Conversa entre Amy Webb e Greg Daniels revela os limites distantes do assunto do momento entre as Big Tech

por Juliana Vilhena Nascimento

Uma palestra que assisti no primeiro dia de SXSW e me fez fazer mil reflexões e conexões foi de uma dobradinha improvável: a incrível Amy Webb, futurista quantitativa da NYU (que revela no festival seu sempre imperdível relatório anual de tendências) e Greg Daniels, roteirista de comédias como o “Saturday Night Live”, “The Office” e agora da série “Upload”, da Amazon Prime Video

“Upload” é uma comédia distópica. Passada na década de 2030, ela fala sobre um metaverso para a vida após a morte. Parece mórbido? É um pouco. Mas é impressionante como Hollywood – e eu já falei disso antes no B9 – consegue enxergar o futuro às vezes até com mais clareza do que os cientistas e pesquisadores. 

Não é a primeira vez que filmes ou séries falam sobre “digitalizar pessoas” ou “eternizar consciências”. Também não é a primeira vez que ouço falar disso no SXSW: em 2015, Martine Rothblatt explodiu nossos cérebros quando mostrou Bina48, um robô que tinha parte da consciência de sua mulher replicada nele.

Ouvindo Greg falar sobre a série, percebi que ela conversa muito com as “predictions and preparations” que Amy nos apresenta todo ano.
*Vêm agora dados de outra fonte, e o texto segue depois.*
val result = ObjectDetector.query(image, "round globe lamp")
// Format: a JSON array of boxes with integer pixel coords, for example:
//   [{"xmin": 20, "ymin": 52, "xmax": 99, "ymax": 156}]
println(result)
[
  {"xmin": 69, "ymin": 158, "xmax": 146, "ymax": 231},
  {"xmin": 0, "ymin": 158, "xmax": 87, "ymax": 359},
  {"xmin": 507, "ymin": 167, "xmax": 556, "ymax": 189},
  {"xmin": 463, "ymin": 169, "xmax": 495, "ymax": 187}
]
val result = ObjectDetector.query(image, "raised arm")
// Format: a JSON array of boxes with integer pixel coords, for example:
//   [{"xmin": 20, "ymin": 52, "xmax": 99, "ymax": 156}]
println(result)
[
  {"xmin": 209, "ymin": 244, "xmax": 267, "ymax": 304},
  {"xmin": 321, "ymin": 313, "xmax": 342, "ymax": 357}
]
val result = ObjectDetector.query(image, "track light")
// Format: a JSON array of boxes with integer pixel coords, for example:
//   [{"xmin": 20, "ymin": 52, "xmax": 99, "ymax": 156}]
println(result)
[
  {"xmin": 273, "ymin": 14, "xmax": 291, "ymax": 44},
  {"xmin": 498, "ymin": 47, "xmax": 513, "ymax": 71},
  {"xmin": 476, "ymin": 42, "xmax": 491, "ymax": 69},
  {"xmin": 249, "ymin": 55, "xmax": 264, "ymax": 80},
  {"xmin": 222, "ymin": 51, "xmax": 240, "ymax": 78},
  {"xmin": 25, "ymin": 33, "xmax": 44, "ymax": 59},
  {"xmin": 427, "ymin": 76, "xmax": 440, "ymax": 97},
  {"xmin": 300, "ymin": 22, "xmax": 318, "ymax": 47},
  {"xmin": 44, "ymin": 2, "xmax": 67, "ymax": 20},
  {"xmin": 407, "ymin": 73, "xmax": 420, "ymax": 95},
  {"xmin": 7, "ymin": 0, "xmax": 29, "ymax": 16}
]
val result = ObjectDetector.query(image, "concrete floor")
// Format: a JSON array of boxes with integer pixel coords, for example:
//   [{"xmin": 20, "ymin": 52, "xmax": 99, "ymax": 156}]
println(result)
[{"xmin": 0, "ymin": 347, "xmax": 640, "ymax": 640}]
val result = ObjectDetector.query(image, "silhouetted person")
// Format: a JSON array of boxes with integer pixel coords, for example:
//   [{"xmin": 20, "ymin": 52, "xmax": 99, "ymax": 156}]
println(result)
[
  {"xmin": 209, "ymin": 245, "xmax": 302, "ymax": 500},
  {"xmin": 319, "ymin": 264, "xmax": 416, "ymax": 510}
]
Algumas coisas que apareceram na conversa: 

Será que vamos precisar, como os faraós, juntar tesouros e dinheiros pra financiar nossa vida após a morte? A série mostra como os ricos (que moram num hotel estilo suíço, em frente a um lago) vivem de forma diferente dos pobres (que moram no porão, comem refeições patrocinadas, e tem acesso restrito a dados, limitando sua experiência de vida após a morte)
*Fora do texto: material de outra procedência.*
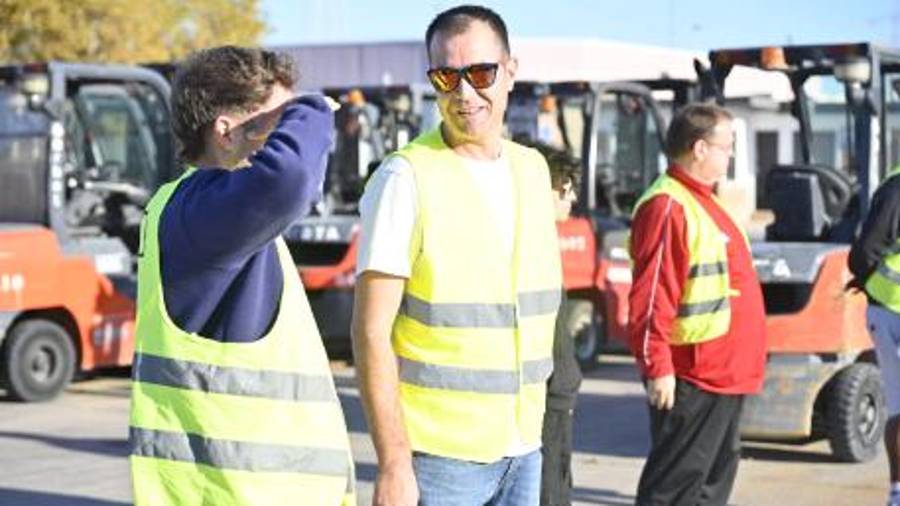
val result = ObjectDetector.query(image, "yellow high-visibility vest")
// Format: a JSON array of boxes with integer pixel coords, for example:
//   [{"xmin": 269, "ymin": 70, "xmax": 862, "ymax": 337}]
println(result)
[
  {"xmin": 393, "ymin": 129, "xmax": 562, "ymax": 462},
  {"xmin": 634, "ymin": 174, "xmax": 749, "ymax": 345},
  {"xmin": 130, "ymin": 170, "xmax": 356, "ymax": 506},
  {"xmin": 865, "ymin": 166, "xmax": 900, "ymax": 313}
]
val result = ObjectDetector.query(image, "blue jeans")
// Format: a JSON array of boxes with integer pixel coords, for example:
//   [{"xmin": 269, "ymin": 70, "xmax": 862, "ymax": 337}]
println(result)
[{"xmin": 413, "ymin": 450, "xmax": 541, "ymax": 506}]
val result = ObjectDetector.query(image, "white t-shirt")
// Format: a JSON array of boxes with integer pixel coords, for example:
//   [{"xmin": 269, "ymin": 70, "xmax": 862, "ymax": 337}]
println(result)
[
  {"xmin": 356, "ymin": 149, "xmax": 540, "ymax": 456},
  {"xmin": 356, "ymin": 156, "xmax": 515, "ymax": 278}
]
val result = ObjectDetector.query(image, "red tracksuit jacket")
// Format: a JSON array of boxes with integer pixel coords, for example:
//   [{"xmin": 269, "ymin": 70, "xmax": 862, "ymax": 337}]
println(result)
[{"xmin": 628, "ymin": 165, "xmax": 766, "ymax": 394}]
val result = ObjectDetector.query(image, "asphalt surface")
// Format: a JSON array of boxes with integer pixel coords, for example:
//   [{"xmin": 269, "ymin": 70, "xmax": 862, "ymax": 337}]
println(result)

Não há interoperabilidade entre metaversos ainda. Se você e seu amigo forem carregados em metaversos diferentes, não se encontrarão mais. 

Em “Matrix” (outro exemplo hollywodiano de metaverso), era possível fazer “upgrades de habilidades” em segundos. Já pensaram como seria incrível aprender um novo idioma em um piscar de olhos? 

E afinal, existe privacidade quando vivemos nessa realidade alternativa? 

Apesar da timidez, Greg deixou uma mensagem clara: as pessoas não deveriam ter seu futuro (ou a vida após a morte biológica) somente em função de sua renda e riqueza. Vamos torcer pra que o capitalismo consciente se estabeleça em tempo!